Don’t let your solicitor and the tax man be the major beneficiaries of your estate, give your family and loved ones security and make a Will.
A Will is a very powerful document. It sets out what you want to happen to your money and belongings when you die. It is the only way you can be completely sure of what will happen to your property and possessions and it will give you peace of mind to know that
(a) your family and loved ones are protected when you die, and
(b) your possessions will go where you wish – perhaps to friends or to charities you supported during your lifetime.
If you die without a Will (“intestate”) you have no control over what happens to everything you own (your “estate”) after your death. Instead, what happens to your estate is dictated by the laws of intestacy. They were written over 75 years ago and many people think they are out of date because they do not recognise unmarried partners or “common law” spouses.
Most people do not realise that, under these laws:
A husband/wife doe not necessarily receive all your estate. Your spouse only gets everything if there are no other living relatives (e.g. parents or children). Without a Will, the law decides how your possessions should be divided and if there are children or other close living relatives – even cousins – they may have a claim on your property. This may even lead to the family home being sold because other relatives are entitled to a share of the value.

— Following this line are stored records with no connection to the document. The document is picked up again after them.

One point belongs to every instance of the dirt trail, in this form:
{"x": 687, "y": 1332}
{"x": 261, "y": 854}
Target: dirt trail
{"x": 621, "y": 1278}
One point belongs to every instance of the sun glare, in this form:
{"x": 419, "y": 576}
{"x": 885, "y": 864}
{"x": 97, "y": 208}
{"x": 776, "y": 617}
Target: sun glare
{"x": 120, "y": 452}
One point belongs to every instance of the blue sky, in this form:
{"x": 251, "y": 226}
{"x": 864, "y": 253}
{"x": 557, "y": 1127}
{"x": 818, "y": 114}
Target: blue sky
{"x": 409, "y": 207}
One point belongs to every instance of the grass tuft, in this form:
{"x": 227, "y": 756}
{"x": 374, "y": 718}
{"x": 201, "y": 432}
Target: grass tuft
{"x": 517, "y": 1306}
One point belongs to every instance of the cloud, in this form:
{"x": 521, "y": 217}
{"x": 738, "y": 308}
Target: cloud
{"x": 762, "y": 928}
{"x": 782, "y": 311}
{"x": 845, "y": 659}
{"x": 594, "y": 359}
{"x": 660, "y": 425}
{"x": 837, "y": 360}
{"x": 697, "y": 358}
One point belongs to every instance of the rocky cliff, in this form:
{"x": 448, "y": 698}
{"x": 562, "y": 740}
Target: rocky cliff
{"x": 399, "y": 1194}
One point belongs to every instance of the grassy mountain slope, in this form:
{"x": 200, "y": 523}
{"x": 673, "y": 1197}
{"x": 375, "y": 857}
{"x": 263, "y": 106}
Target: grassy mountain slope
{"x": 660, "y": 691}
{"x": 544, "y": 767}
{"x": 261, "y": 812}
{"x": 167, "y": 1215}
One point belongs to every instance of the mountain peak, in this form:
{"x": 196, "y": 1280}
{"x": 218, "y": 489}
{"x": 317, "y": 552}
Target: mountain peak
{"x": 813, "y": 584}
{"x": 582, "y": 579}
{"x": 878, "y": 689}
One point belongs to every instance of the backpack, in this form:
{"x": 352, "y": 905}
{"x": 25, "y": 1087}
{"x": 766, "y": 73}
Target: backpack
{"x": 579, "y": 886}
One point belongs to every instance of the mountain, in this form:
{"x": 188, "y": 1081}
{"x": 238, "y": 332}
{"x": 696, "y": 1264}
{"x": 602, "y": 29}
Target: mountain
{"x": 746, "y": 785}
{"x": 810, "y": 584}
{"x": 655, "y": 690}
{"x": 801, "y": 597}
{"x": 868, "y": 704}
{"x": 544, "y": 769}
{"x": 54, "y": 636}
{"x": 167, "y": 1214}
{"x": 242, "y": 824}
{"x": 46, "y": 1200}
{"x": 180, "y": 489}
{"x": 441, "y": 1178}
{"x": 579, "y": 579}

If you have children under 18 but you and your spouse are divorced, your affairs will be sorted out by your ex AND A PERSON OF THEIR CHOICE, on behalf of your children.This could be their new partner!
If you have a partner but you are not married or in a Civil Partnership, any unmarried partner has no automatic right to inherit anything from your estate – even if they helped buy it to begin with.They will have to prove either financial dependency or that you lived together as husband and wife for more than two years before death. If they can’t do that, they will receive nothing.
If you leave no relatives and you have no Will, everything you own will pass to the Crown
The question of ‘who gets what’ can lead to complicated and very expensive legal disputes. And, of course, any intentions to leave a gift to a friend or a charity will be lost.